Claude Raymond is ready for love

English rock-and-or-roll supergroup Bad Company, who combined with Foreigner to encourage sex in hallways and public spaces all across Christendom, once queried: “Are you ready for love?” The aria is a tale — a necessary tale — of the everyman who is rendered urgent, turgid, and veiny for want of immediate and driving coitus.

As it turns out, “Ready for Love” was inspired by right-hander Claude Raymond, who pitched to middling effect in the major leagues from 1959-1971. Bear nubile witness:


As implied by his 1966 and 1967 baseball cards, Mr. Raymond walked around for two full years in a state of partial and suggestive undress. This is because he was ready for love.
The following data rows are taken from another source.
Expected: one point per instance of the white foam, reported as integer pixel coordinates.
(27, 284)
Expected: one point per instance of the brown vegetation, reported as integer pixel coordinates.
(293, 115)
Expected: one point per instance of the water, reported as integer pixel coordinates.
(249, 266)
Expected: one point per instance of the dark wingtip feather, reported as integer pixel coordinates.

Chroniclers of Raymond’s day took to calling him “The Un-Bezippered Corsican Rogue.” While such a sobriquet misstated Raymond’s origins, the prevailing incrimination — that a pecker lurked in wait — could not plausibly be denied.
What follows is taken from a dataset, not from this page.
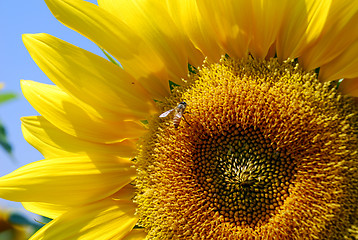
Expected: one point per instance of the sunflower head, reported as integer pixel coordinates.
(253, 141)
(264, 148)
Just two years after Raymond retired from baseball, he served as a session backup dancer for Bad Company’s self-titled debut album. It was during those boozy marathon studio conclaves that Raymond’s story was told and subsequently put to vinyl.

While modern society has forced Raymond to leash his organ, he remains ready for the possibilities — love, pointy and prominent, among them.